Memory usually has been used in the ASIC design. The performance of memory always play role in the overall circuit. In this thesis, we propose an efficient extrapolation-based timing equation method for SRAM complier that generates SRAM macros. Our proposed method only needs to simulate a small number of memory configurations with relatively small sizes. The obtained results are then extrapolated to any other configurations. In order to obtain the SRAM macros, we develop the SRAM compiler. We also discuss the implementation of SRAM compiler in this thesis.

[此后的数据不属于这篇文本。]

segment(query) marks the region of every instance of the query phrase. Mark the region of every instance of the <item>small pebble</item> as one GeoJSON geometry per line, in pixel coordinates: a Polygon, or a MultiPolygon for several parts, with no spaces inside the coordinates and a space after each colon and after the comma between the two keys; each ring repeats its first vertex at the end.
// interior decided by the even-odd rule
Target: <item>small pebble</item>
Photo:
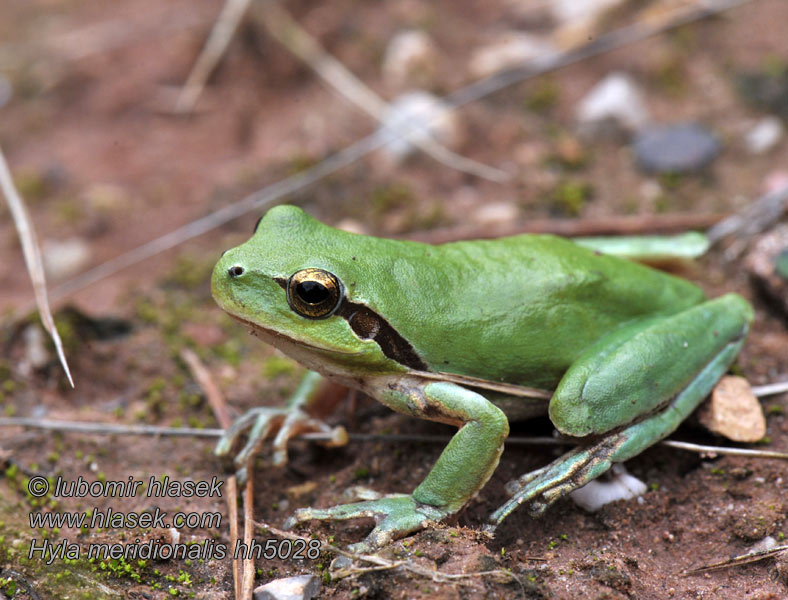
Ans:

在專用積體電路中，記憶體廣泛的被使用。記憶體的效能經常在電路裡扮演相當重要角色。在這篇論文當中，針對靜態隨機存取記憶體產生器所產生的靜態隨機存取記憶體提出了一個快速的具有外插能力的存取時間和週期時間方程式模型的方法。我們的方法只需要針對少量的小型記憶體做時序的模擬。經由這些小型記憶體的資料，使用外插方法推得其它不同架構的記憶體。為了取得靜態隨機存取記憶體，我們發展自己的靜態隨機存取記憶體產生器，在論文中，我們也會談論如何實現靜態隨機存取記憶體產生器。
本文內容概述如下：
在第一章中，說明研究動機及目的，並針對提出的時間方程式方法做簡扼說明以及描述其優點。
在第二章中，將介紹相關靜態隨機存取記憶體的常見的內部電路架構，並比較其優缺點，說明為何挑選使用於靜態隨機存取記憶體產生器電路架構中。
在第三章中，會談到如何實現靜態隨機存取記憶體產生器，針對內部重要觀念及細節做說明。
在第四章中，提出時間方程式的發想，推導及描述提出的時間方程式方法以及完整的流程。
在第五章中，針對提出的時間方程式設計實驗驗證，展示我們的實驗結果，跟傳統方法做比較。
在第六章中，針對本文下了最後結論。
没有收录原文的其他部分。